You already know $f$ is a polynomial in $n$ variables so you can write it in the general form
$$f(X_1,...,X_n)=\sum_{j_1,j_2,...j_n=0}^nc_kX_1^{j_1}X_2^{j_2}...X_n^{j_n}$$
for some $c_i\in \mathbb{Z}$, $j_i=0,...,n$, $i=0,...,n$.

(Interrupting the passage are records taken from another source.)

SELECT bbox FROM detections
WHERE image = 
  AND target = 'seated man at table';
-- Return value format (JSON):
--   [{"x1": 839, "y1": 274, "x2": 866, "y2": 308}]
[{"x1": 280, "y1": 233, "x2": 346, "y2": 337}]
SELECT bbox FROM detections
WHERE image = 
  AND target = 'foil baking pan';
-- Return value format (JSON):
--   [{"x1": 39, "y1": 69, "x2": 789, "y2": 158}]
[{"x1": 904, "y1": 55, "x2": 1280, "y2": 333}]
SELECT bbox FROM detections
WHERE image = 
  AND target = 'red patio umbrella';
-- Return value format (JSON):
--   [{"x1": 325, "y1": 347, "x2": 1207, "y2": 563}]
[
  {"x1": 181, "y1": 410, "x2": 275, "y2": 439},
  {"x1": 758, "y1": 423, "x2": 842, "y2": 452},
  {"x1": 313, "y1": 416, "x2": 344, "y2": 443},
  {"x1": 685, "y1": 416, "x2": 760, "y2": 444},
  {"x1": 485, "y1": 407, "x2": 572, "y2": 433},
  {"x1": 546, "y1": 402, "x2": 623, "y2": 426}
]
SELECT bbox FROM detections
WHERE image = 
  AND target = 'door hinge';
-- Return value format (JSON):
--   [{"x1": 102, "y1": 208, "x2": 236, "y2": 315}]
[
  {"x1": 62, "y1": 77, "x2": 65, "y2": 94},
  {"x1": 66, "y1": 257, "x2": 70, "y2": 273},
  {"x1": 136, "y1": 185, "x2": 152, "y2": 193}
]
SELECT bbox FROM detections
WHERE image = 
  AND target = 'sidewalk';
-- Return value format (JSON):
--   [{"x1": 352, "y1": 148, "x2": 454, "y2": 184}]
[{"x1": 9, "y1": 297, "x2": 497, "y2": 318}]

Calculate this with $\lambda X_i$ in the argument
$$f(\lambda X_1,...,\lambda X_n)=\sum_{j_1,j_2,...j_n=0}^nc_k(\lambda X_1)^{j_1}(\lambda X_2)^{j_2}...(\lambda X_n)^{j_n}$$
$$=\sum_{j_1,j_2,...j_n=0}^nc_k\lambda^{j_1+...+j_n} X_1^{j_1}X_2^{j_2}...X_n^{j_n}$$
Comparing this with
$$\lambda^kf(X_1,...,X_n)=\lambda^k\sum_{j_1,j_2,...j_n=0}^nc_kX_1^{j_1}X_2^{j_2}...X_n^{j_n}$$
$$=\sum_{j_1,j_2,...j_n=0}^nc_k\lambda^k X_1^{j_1}X_2^{j_2}...X_n^{j_n}$$
for every $\lambda \in \mathbb{C}$ we can see that
$$j_1+...+j_n=k$$
But this means precisely that $f$ is homogeneous of degree $k$
Here $$\sum_{j_1,j_2,...j_n=0}^n$$ denotes $$\sum_{j_1=0}^n\sum_{j_2=0}^n\cdots \sum_{j_n=0}^n$$